Over time, Miller’s interests turned away from the Markov process on which Shannon’s analysis of language was based – and he turned toward Chomsky and the Syntactic Theory. The study of linguistics which was having its own revolution. I want to do more reading around this area because, as Miller state’s, “that language must be a key element of any theory of psychology because it is a means of making private or internal psychological phenomena observable, measurable, and public.”2

The key strategic decision Miller made was to break away from the popular Behavioristic framework of the day. This led to the proposal to switch from a stimulus response view of the world to what they labeled “TOTE” (test, operate, test, exit). This reminds me of Boyd’s OODA (Observe, Orient, Decide, Act) loop. This structure is more dynamic and allows for productive interaction with the wicked world of complexity.

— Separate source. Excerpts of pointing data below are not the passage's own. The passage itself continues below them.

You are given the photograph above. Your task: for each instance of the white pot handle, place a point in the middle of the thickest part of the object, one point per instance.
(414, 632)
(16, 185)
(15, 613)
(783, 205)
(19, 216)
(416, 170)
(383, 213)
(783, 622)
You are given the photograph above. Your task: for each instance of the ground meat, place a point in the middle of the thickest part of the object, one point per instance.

Miller wrote a history of the “Cognitive Revolutions”. It is elegant and to the point at just 3 pages. It is frustrating trying to get a sense of the man from my google searches. I want to know more about him – but perhaps that is just something I have been classically conditioned to expect in our story-saturated culture. He appears to have led an interesting life – attending University of Alabama in the 40s and then Harvard for his Ph.D. He served in the Army Signal Corps during WWII.

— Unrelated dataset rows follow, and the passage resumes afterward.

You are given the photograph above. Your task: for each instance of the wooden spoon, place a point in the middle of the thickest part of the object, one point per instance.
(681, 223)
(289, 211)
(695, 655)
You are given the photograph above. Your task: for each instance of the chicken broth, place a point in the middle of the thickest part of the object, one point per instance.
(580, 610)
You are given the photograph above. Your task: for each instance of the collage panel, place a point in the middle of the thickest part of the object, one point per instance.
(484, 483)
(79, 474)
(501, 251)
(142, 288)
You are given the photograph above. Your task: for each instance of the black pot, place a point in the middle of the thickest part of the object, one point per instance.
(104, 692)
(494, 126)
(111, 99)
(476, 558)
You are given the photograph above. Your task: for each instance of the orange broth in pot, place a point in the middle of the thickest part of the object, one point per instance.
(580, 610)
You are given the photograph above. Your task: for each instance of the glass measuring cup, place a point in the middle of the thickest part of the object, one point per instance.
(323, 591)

The closest I was able to get to a sense of who he was came from reading a collection of memories from former students and colleagues. Like much of Miller’s own writing, this snippet reflects the brevity with which they communicate. “George Miller taught me how to make hollandaise. In the mid-1970s, George was a professor at Rockefeller University, where I was a graduate student in philosophy. George lived in Princeton, but had an apartment in RU’s faculty and student housing building where he stayed during the week. As a graduate student, I was always hungry and looking for a meal. George invited me to dinner at his place. He served nice wine, steak, and asparagus with hollandaise.” 3

Who do you follow?

Who do you follow? On instagram, on twitter, in real life? Is this something you think about?

They say when you are ready – a teacher will appear. I thought I was ready for a long time without running in Mr. Miagi.

I have come to learn that everyone can teach you something. Everyone has something to offer. But some can provide more insight than others. Some can help you on your path to a better life – others will take you on detours. But do you take the time to “maintain your thought garden”?

Reduce the noise so you can find the signal.